Gejolak ekonomi global kembali terjadi pada
awal 2015. Nilai tukar rupiah beserta mata uang negara berkembang
kembali melemah terhadap dolar Amerika Serikat (AS).
Halim
Alamsyah, Deputi Gubernur Bank Indonesia (BI) mengatakan, faktor utama
pelemahan rupiah terhadap dolar AS adalah karena kemungkinan Yunani
keluar dari Uni Eropa.

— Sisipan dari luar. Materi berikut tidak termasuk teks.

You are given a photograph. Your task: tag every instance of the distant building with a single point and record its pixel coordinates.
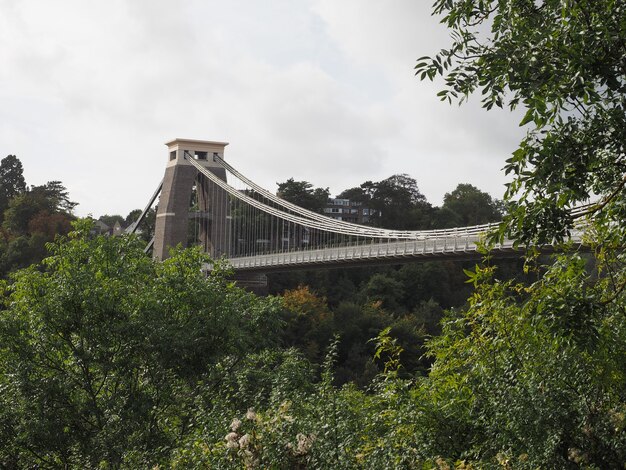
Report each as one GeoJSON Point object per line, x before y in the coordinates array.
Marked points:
{"type": "Point", "coordinates": [349, 211]}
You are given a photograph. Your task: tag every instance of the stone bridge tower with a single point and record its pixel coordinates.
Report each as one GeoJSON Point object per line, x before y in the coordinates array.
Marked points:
{"type": "Point", "coordinates": [172, 218]}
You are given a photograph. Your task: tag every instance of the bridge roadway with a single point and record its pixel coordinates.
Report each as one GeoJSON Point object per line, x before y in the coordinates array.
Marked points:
{"type": "Point", "coordinates": [458, 247]}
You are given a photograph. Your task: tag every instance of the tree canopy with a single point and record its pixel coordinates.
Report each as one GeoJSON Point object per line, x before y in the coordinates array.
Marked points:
{"type": "Point", "coordinates": [563, 61]}
{"type": "Point", "coordinates": [12, 181]}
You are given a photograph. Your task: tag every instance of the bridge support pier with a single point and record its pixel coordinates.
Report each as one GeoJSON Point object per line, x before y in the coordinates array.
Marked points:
{"type": "Point", "coordinates": [171, 227]}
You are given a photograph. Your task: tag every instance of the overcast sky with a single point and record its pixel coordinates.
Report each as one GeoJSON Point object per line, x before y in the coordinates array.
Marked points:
{"type": "Point", "coordinates": [317, 90]}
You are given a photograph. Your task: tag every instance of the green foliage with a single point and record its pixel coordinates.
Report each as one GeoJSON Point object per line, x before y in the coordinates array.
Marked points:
{"type": "Point", "coordinates": [397, 201]}
{"type": "Point", "coordinates": [302, 194]}
{"type": "Point", "coordinates": [467, 205]}
{"type": "Point", "coordinates": [563, 62]}
{"type": "Point", "coordinates": [104, 350]}
{"type": "Point", "coordinates": [12, 181]}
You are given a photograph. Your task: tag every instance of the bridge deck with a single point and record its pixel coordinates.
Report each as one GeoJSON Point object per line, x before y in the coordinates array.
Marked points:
{"type": "Point", "coordinates": [454, 247]}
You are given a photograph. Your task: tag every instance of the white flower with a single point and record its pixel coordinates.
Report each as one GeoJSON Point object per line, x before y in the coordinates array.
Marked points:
{"type": "Point", "coordinates": [304, 443]}
{"type": "Point", "coordinates": [232, 445]}
{"type": "Point", "coordinates": [244, 441]}
{"type": "Point", "coordinates": [235, 424]}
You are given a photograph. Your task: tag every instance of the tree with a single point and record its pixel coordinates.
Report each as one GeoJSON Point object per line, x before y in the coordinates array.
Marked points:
{"type": "Point", "coordinates": [553, 348]}
{"type": "Point", "coordinates": [103, 352]}
{"type": "Point", "coordinates": [56, 197]}
{"type": "Point", "coordinates": [564, 63]}
{"type": "Point", "coordinates": [302, 194]}
{"type": "Point", "coordinates": [397, 202]}
{"type": "Point", "coordinates": [467, 205]}
{"type": "Point", "coordinates": [12, 181]}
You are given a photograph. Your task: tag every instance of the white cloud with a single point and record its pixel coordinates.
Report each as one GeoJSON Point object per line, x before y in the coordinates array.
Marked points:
{"type": "Point", "coordinates": [315, 90]}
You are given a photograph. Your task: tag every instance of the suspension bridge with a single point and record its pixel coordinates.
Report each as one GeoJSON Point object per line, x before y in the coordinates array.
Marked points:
{"type": "Point", "coordinates": [257, 231]}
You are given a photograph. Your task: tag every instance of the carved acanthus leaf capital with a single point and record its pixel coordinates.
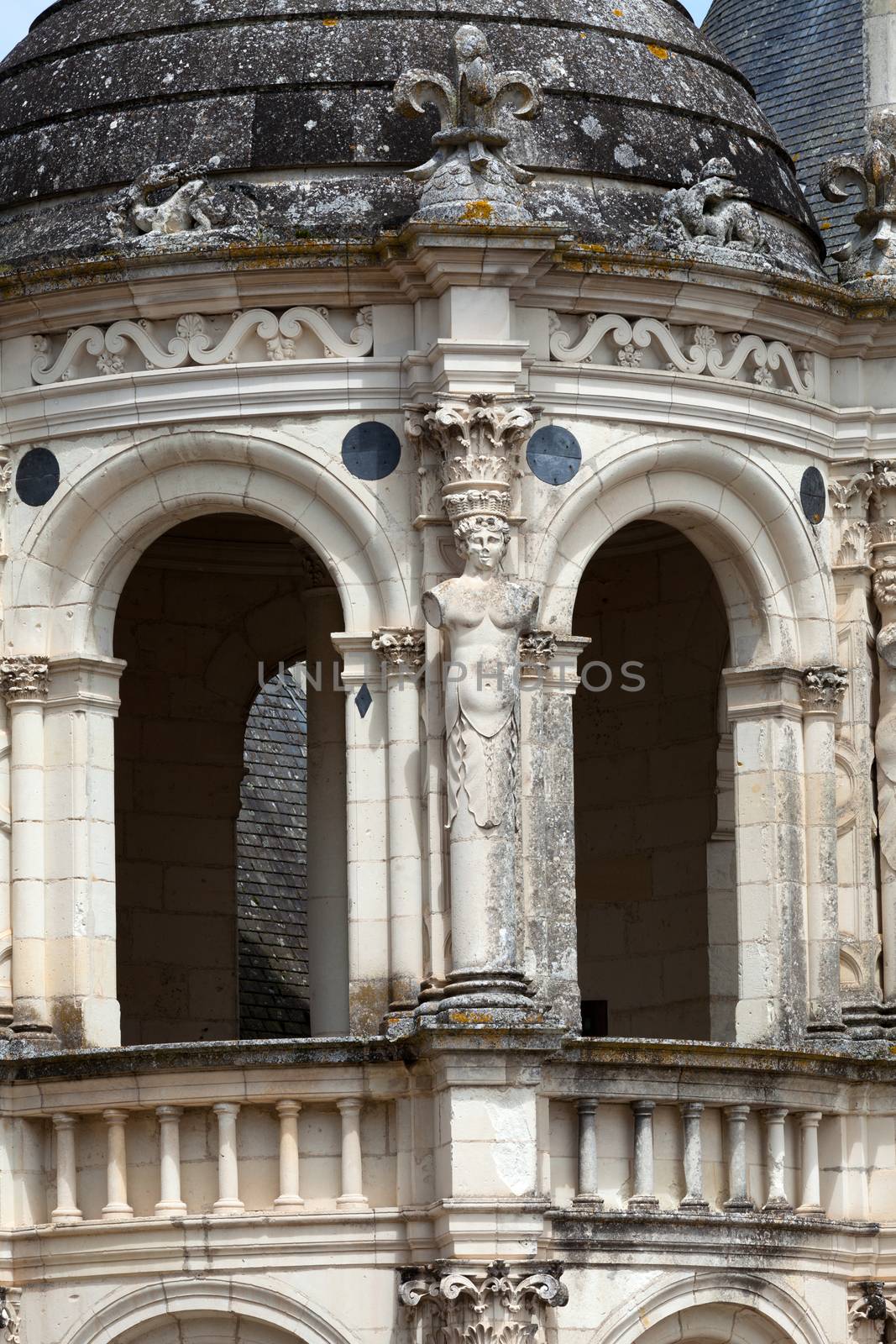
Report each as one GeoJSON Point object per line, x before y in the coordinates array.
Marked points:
{"type": "Point", "coordinates": [402, 648]}
{"type": "Point", "coordinates": [24, 679]}
{"type": "Point", "coordinates": [824, 689]}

Ini menjadi perhatian banyak investor.
"Ada risk off (risiko) dari internasional, karena ada beberapa berita yang menjadi
perhatian investor, terutama masalah kemungkinan Yunani keluar dari Uni
Eropa, itu yang saya kira dalam beberapa waktu ini mempengaruhi beberapa
mata uang dunia termasuk rupiah," ungkap Halim di Gedung Djuanda,
Kementerian Keuangan.
Karena kondisi
ini, investor lebih memilih menempatkan dana di tempat yang lebih aman.
Atas persoalan ini juga, banyak investor yang mencoba berspekulasi.
Sehingga memperburuk keadaan.
"Biasalah selalu ada investor yang mencoba untuk memanfaatkan, kita mencegah yang sifatnya spekulatif," sebutnya.
Sedangkan
dari dalam negeri, menurut Halim, fundamental ekonomi cukup terjaga
baik. Apalagi setelah adanya kebijakan soal Bahan Bakar Minyak (BBM),
dengan mencabut subsidi bensin premium dan menerapkan skema subsidi
tetap untuk solar.
"Internal kondisi ekonomi kita masih lebih baik dan jauh lebih sehat," tegasnya BI akan terus memantau pergerakan pasar dengan memastikan permintaan dan
penawaran terjaga. Situasi ini menurut BI temporer. Sejak awal tahun,
BI sudah melakukan intervensi untuk menjaga kestabilan nilai tukar
rupiah.
"BI melakukan upaya agar situasi temporer, jangan membuat confidence pasar memburuk, karena ini temporer," jawab Halim.
Di
samping itu investor juga masih di ambang ketidakpastian akibat rencana
bank sentral Amerika Serikat (AS) The Fed yang akan menaikan suku bunga
acuan tahun ini. Sehingga volatilitas nilai tukar diperkirakan terus
berlanjut.
"Kita lihat volatilitasnya karena akan terjadi, kita masih menunggu reaksi The Fed itu akan masih ada," tukasnya.